The active site of metalloproteases has been defined in subsites that interact with the substrate side chains of the N-terminal region with respect of the scissile bond, non-primed side (P1, P2, P3, etc.), and the C-terminal region of the peptide to be cleaved, primed side (P1’, P2’, P3’, etc.)74,75. The subsites of the metalloproteases that interact with the N-terminal region are named S1, S2, S3, and those that interact with the C-terminal region S1’, S2’, and S3’. This peptidase-substrate recognition paradigm has been updated for O-glycopeptidases71, including subsites of the enzyme that specifically recognize the O-glycan moiety that has been termed G-sites.

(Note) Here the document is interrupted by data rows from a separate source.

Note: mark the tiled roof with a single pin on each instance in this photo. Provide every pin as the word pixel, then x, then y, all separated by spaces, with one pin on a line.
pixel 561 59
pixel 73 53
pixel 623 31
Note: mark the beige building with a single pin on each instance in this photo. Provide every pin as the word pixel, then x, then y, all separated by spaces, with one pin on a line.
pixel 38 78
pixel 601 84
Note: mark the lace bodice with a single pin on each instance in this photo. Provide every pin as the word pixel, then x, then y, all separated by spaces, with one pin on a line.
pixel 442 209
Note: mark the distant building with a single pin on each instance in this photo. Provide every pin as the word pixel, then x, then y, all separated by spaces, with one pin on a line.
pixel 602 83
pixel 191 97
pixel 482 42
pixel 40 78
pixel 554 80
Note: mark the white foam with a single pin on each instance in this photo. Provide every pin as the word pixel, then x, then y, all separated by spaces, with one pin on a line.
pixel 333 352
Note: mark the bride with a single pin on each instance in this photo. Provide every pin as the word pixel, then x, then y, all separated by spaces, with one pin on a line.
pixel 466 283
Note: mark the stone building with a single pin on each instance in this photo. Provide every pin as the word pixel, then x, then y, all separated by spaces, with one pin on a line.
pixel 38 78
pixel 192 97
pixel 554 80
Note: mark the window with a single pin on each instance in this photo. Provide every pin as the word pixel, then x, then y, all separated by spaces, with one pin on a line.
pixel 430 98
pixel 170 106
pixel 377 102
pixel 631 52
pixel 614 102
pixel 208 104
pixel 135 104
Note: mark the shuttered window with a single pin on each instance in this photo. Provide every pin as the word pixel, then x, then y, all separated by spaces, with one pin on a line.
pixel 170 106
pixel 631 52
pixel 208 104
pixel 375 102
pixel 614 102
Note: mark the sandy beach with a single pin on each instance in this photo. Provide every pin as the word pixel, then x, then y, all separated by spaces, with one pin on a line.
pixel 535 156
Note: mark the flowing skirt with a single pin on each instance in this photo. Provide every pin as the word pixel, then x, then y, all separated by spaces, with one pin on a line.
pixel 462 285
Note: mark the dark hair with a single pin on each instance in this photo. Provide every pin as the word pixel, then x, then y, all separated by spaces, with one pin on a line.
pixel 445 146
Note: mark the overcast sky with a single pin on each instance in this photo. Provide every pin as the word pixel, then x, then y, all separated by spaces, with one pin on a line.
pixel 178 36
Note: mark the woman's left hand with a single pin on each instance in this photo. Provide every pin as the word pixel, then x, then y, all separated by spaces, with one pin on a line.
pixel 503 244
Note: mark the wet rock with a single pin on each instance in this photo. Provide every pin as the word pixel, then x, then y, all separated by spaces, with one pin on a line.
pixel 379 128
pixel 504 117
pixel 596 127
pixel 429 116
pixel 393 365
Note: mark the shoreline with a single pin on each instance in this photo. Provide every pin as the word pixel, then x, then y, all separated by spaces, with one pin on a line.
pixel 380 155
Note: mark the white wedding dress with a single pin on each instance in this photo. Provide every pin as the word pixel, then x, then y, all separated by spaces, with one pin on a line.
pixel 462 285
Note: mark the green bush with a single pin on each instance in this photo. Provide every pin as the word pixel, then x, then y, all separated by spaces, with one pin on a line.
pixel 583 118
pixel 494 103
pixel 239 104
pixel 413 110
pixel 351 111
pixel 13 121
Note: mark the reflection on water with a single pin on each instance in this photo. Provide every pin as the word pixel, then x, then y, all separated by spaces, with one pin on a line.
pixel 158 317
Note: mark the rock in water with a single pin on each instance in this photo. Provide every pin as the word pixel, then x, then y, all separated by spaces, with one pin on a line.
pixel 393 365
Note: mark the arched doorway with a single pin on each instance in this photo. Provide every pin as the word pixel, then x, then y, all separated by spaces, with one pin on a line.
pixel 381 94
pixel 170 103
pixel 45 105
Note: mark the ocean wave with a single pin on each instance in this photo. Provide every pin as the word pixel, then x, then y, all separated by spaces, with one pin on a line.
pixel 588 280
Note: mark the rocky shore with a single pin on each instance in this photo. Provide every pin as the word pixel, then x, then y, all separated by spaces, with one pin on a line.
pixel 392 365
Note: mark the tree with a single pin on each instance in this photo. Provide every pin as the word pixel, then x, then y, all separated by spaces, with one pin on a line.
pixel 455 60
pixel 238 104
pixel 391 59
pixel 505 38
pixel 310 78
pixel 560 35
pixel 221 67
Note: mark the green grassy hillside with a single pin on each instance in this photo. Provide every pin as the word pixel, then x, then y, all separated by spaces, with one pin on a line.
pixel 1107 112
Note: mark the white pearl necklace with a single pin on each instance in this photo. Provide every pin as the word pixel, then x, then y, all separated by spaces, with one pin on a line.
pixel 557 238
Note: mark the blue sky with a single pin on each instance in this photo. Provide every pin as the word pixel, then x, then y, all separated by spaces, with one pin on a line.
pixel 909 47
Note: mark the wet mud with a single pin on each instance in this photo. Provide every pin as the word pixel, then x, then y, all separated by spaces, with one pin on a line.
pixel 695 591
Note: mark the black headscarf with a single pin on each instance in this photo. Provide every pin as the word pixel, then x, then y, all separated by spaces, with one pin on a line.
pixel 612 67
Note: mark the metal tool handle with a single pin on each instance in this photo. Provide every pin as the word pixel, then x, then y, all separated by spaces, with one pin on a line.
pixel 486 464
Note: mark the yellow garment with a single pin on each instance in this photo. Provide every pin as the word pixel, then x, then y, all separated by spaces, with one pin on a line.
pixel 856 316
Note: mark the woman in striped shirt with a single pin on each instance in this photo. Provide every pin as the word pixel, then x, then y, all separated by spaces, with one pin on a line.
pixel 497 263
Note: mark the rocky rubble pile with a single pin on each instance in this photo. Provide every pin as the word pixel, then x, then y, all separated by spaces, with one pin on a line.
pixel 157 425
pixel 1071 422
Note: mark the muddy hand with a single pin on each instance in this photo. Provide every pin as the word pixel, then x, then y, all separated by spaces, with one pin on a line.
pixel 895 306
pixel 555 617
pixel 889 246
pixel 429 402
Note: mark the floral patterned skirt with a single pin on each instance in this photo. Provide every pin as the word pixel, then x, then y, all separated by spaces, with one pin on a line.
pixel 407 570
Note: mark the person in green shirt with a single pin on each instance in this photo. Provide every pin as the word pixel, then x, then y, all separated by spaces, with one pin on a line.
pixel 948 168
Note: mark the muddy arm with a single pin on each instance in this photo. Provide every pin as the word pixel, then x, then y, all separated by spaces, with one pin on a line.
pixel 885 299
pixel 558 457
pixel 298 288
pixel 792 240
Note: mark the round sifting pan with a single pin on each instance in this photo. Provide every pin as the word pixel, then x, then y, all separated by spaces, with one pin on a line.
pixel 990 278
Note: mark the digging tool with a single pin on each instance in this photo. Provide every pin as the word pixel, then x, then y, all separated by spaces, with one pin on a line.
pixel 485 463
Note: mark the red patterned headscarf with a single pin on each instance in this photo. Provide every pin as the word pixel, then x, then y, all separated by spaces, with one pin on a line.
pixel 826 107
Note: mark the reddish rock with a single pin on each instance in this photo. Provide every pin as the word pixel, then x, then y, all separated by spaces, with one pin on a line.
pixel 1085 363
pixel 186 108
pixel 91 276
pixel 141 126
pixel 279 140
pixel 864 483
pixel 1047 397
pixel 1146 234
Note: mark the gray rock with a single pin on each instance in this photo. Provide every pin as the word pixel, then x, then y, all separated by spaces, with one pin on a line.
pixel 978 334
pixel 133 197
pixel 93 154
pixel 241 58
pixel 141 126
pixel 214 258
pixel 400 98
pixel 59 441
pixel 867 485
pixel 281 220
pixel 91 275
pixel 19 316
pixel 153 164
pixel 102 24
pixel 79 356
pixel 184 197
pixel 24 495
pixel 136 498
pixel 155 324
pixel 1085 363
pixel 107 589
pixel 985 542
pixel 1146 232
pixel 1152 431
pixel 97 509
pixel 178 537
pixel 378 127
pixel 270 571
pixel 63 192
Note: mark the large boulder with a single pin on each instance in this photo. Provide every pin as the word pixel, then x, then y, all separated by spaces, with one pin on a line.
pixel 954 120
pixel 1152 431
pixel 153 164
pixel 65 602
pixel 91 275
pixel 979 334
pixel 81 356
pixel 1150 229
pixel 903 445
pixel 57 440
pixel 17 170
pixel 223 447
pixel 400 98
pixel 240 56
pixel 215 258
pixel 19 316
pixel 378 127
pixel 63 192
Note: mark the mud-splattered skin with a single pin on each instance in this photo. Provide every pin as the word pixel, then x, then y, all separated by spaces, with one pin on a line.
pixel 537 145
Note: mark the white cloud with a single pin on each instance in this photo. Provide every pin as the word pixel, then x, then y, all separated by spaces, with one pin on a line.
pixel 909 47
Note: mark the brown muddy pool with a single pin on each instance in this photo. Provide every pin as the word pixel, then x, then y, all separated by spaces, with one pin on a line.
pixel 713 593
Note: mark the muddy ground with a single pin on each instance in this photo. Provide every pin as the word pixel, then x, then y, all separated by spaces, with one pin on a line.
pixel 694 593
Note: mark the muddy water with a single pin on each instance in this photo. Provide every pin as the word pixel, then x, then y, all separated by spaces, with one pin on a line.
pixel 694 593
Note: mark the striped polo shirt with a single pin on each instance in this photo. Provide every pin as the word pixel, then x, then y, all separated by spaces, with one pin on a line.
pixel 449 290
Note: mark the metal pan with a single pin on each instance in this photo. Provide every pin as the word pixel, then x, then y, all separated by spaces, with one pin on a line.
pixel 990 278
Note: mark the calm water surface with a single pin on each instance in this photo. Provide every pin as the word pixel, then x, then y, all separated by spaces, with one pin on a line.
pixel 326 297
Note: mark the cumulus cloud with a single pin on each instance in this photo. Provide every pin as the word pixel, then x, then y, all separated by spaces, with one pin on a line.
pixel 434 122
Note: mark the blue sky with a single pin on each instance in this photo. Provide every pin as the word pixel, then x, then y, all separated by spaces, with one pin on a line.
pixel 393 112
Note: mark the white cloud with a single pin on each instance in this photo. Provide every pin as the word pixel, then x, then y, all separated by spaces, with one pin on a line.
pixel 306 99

OgpA appears to show no preference for a specific amino acid sequence on the O-glycopeptide substrate. Indeed, a recent publication using OgpA mediated-digestion to map more than 3,000 O-glycosylation sites from different tissue and cell samples76, specifically addressed this issue and found no evidence of sequence biases or digestion at sites lacking O-glycans. Previously known O-glycosylation sites were reliably detected regardless off sequence context further validating the method.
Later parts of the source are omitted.